Полночь мира (=Пепел Сколена) - Буркин Павел Витальевич (серии книг читать бесплатно .TXT) 📗
И все-таки, скорее всего, жрец. Руки холеные - наверняка из старинного, богатого рода, в котором нет нужды ни трудиться, ни воевать.
- Почтенный Моррест ван Вейфель! - дружинник прямо-таки расплылся в улыбке, показав крепкие желтые зубы. - У меня есть две девчонки, все как вы просили. Одна - обыкновенная сколенка, маловата, правда, но уже пригодна для любой работы, главное - плетей не жалеть. Зато вторая - фодирская принцесса. С ней тоже надо построже, все-таки фодирка. Она, конечно, больше годится для постели, чем для кухни. Но все равно, самые подходящие рабыни для молодого, но уже мыслящего, как подобает служителю Богов, мужа.
- Благодарю, - кетадрин ответил так же церемонно. - Вы добыли подходящих девчонок, доблестный Беррад, я помолюсь за вас пред ликом великого Кетадра. Деньги я вам дал еще раньше, а теперь позвольте забрать рабынь. Ну, вы, скот двуногий, пошли!
Эвинна съежилась в ожидании удара, но вскрикнула от боли принцесса. Эвинна была лишь рабыней, в каком-то смысле жертвой обстоятельств. Принцесса Хидда - представительница народа злейших врагов, да еще дочь князя одного из племен. По сравнению с тем, что ее ждало в кетадринском рабстве, положение Эвинны можно назвать завидным.
Отгорело неяркое северное лето, отплакала дождями осень. Дни стали короткими, морозными, здесь, в долине, даже в полдень висел синеватый полумрак: зимнее солнце не поднималось выше резной кромки гор. Перевалы занесло снегом, почти до весны долина отрезана от мира.

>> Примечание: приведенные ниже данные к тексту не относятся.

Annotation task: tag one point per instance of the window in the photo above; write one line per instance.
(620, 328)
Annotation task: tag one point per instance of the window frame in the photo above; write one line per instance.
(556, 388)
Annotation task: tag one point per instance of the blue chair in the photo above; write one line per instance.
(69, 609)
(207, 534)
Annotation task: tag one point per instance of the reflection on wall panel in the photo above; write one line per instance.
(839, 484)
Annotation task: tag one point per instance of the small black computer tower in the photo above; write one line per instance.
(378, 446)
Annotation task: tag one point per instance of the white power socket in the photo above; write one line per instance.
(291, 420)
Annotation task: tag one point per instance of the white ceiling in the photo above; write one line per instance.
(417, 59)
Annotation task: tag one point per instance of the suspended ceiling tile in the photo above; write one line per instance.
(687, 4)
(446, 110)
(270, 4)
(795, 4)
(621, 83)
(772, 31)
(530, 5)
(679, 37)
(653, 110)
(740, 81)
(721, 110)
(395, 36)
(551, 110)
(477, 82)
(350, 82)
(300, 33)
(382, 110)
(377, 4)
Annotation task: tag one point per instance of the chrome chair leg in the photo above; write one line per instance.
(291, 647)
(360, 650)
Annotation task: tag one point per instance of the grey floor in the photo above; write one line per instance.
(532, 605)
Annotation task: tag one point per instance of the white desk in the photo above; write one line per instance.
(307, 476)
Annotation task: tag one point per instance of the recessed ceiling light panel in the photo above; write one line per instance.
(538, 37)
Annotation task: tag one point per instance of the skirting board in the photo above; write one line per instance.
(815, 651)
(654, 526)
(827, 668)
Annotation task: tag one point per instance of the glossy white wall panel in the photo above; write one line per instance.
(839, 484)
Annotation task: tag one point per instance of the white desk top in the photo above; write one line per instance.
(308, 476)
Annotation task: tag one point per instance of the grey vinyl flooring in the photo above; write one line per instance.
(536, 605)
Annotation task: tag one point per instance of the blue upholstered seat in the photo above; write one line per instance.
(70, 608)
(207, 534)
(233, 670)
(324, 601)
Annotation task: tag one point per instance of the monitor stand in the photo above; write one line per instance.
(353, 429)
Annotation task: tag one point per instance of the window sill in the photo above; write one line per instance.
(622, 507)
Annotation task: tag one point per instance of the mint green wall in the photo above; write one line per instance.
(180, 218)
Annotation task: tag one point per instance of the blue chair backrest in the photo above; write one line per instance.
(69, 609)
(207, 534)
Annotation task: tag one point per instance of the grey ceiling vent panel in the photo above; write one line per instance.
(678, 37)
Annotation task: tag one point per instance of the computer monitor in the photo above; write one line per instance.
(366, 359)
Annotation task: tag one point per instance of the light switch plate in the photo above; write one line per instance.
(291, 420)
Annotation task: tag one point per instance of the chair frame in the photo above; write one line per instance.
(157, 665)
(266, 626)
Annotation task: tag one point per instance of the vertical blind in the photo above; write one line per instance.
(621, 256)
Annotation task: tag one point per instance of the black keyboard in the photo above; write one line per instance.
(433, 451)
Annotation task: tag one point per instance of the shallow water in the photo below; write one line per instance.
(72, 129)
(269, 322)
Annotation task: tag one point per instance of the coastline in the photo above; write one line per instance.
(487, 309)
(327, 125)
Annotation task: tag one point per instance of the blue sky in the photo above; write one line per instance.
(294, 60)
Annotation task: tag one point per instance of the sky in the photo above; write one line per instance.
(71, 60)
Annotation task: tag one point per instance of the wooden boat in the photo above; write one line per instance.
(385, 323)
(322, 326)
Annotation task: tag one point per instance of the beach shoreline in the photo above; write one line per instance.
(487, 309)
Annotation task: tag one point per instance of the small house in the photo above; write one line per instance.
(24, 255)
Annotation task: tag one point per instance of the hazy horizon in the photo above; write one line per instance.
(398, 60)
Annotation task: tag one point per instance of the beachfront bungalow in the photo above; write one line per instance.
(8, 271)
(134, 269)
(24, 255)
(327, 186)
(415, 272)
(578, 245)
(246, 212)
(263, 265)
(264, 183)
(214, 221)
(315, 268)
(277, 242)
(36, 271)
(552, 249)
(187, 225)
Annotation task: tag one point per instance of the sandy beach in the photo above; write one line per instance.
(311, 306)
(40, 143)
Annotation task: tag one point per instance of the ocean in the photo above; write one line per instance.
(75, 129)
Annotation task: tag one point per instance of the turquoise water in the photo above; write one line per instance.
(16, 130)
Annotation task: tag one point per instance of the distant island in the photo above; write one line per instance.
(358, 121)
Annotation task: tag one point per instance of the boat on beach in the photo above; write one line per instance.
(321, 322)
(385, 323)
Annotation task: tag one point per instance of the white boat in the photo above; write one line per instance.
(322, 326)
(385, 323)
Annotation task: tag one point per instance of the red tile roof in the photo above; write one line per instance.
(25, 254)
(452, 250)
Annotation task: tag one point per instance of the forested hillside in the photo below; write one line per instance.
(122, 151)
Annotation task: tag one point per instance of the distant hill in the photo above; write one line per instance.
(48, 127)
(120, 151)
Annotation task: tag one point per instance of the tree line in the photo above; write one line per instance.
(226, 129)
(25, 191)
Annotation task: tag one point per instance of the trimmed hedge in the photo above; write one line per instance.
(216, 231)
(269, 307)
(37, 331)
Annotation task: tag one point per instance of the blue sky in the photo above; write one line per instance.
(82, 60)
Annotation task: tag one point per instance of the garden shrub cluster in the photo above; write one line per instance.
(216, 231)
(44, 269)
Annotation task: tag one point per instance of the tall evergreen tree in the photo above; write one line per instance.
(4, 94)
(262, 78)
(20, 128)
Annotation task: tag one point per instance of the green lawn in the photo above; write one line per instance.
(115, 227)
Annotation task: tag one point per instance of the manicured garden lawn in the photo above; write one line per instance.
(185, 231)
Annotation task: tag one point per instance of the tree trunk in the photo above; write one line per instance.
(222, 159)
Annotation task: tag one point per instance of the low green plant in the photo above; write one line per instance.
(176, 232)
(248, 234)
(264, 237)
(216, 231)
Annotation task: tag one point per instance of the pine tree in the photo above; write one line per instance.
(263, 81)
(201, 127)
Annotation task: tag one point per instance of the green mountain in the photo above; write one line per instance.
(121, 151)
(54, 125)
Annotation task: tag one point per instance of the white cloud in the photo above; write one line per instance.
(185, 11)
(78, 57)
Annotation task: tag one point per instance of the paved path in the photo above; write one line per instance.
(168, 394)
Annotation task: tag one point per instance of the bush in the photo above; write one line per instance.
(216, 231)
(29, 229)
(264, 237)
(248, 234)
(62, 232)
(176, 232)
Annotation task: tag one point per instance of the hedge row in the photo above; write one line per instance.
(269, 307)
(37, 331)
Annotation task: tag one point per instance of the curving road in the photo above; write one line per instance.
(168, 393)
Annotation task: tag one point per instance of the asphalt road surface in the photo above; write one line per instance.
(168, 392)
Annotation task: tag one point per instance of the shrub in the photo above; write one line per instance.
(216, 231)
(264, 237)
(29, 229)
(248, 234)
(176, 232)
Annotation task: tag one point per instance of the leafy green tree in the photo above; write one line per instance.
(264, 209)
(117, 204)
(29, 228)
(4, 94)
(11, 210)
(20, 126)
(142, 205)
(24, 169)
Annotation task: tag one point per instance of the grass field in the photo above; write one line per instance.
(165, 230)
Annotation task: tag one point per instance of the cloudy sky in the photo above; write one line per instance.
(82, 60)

После пережитого в Фаддаре и в пути Эвинна думала, что хуже и быть не может. И правда, хуже не стало. Иное дело, и лучше тоже. Кетадрины ничем не отличались от фодиров, а ужасы, которые по дороге рассказывала Хидда, не сбылись. Как те, так и другие относились к пленникам как к рабочему скоту - но никто не спешил их убивать. Алкам и балграм, фодирам и кетадринам, кенсам, браггарам, лирцам, крамцам, хорадонитам, обитателям далекого и таинственного острова Борэйн - всем одинаково нужны рабы. Невольники, смирившиеся со своей участью - это имущество. А кто станет портить свое, кровное? Конечно, стоило в чем-то провиниться или хотя бы серьезно заболеть, или покалечиться...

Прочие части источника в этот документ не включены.